List to cutting down
Store layouts, slogans, promotions and even smells are designed to encourage shoppers to spend.
Pressure to buy could be increased by items being discounted for a very short time only, by offering free samples or delivery or perhaps by strategically placing particular items at the checkout or at eye-height in aisles. Such strategies can also apply to online shops, with an experiment finding that web users are drawn to items displayed in the middle of a row.

“Out of store” planning
As simple as it sounds, making a list before shopping is an effective way to keep on track.
Dubbed “out-of-store” planning, academics Art Thomas and Ron Garland published “conclusive” findings that written shopping lists significantly reduce average spending.

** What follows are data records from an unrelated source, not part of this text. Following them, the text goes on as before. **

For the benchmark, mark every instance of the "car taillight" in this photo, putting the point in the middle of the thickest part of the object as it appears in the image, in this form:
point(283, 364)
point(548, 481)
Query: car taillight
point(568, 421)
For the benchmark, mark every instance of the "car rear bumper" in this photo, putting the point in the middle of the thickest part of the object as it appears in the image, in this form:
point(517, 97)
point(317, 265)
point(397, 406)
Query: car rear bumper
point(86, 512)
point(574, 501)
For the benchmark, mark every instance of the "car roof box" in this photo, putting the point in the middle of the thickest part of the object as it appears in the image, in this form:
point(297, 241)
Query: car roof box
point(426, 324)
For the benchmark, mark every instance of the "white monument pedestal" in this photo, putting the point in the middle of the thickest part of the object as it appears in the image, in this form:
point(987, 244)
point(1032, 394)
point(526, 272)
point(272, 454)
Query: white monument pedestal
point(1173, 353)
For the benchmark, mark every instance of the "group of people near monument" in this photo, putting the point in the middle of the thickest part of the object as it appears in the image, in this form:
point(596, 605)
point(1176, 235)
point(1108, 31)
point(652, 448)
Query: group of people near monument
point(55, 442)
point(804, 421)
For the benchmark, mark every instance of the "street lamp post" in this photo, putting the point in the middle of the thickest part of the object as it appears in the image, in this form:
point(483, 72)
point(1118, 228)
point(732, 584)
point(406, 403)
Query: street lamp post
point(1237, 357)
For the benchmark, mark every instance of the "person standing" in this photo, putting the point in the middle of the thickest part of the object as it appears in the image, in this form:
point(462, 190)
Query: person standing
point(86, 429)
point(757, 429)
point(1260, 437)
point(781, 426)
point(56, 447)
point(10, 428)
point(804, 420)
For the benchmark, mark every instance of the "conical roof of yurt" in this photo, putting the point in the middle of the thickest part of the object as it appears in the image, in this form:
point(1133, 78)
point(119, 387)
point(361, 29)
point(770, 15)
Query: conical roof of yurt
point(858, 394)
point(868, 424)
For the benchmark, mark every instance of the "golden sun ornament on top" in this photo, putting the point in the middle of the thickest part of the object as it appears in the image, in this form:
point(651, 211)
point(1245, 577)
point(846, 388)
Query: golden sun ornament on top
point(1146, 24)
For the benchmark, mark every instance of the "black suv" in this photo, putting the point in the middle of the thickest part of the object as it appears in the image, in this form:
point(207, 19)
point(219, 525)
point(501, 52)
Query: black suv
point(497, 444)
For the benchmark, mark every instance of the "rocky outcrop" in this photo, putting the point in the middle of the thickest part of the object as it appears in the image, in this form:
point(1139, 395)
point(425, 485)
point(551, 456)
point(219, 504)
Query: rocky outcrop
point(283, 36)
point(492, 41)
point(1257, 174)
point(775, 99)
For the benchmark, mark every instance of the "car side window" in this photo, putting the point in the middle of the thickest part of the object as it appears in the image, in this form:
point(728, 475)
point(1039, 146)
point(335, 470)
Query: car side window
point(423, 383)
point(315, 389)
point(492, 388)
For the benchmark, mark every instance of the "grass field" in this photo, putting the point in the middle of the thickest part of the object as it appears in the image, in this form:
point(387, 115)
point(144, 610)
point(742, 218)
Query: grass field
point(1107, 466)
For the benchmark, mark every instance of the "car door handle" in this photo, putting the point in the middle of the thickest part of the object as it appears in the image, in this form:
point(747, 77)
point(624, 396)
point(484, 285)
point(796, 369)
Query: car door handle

In addition, the New Zealand researchers wrote those with a list also finished shopping more quickly.
In the United States, research by academic Roy Baumeister highlights how shopping lists remove the need for making decisions, which can in turn reduce impulse purchases and help shoppers resist in-store “bargains”.
In an eZonomics poll, more than half of the respondents recognised they spend less when grocery shopping if they had a list.

Who’s listing?
Going shopping with children produces the opposite effect of a shopping list, according to the New Zealand study; shoppers accompanied by children tend to take longer and spend more.
But a separate study by the pair found that households with children are more likely to use shopping lists – so perhaps they are wise to the situation.
They also found that women are more likely to use a shopping list than men (71% for women, 59% for men). And that popular reasons to use a list were to prompt the shopper to get all the goods needed as well as to control how much they spent.

Overcome the card
Cashless payments such as credit and debit cards are becoming more popular and are an easy choice when going shopping.
Spending on cards option requires little “effort”, research suggests, and might lead to more impulse shopping and unplanned spending.
However, there’s good news for those with shopping lists as a study says those who prepare them, even if they use credit cards, are less susceptible to impulse urges.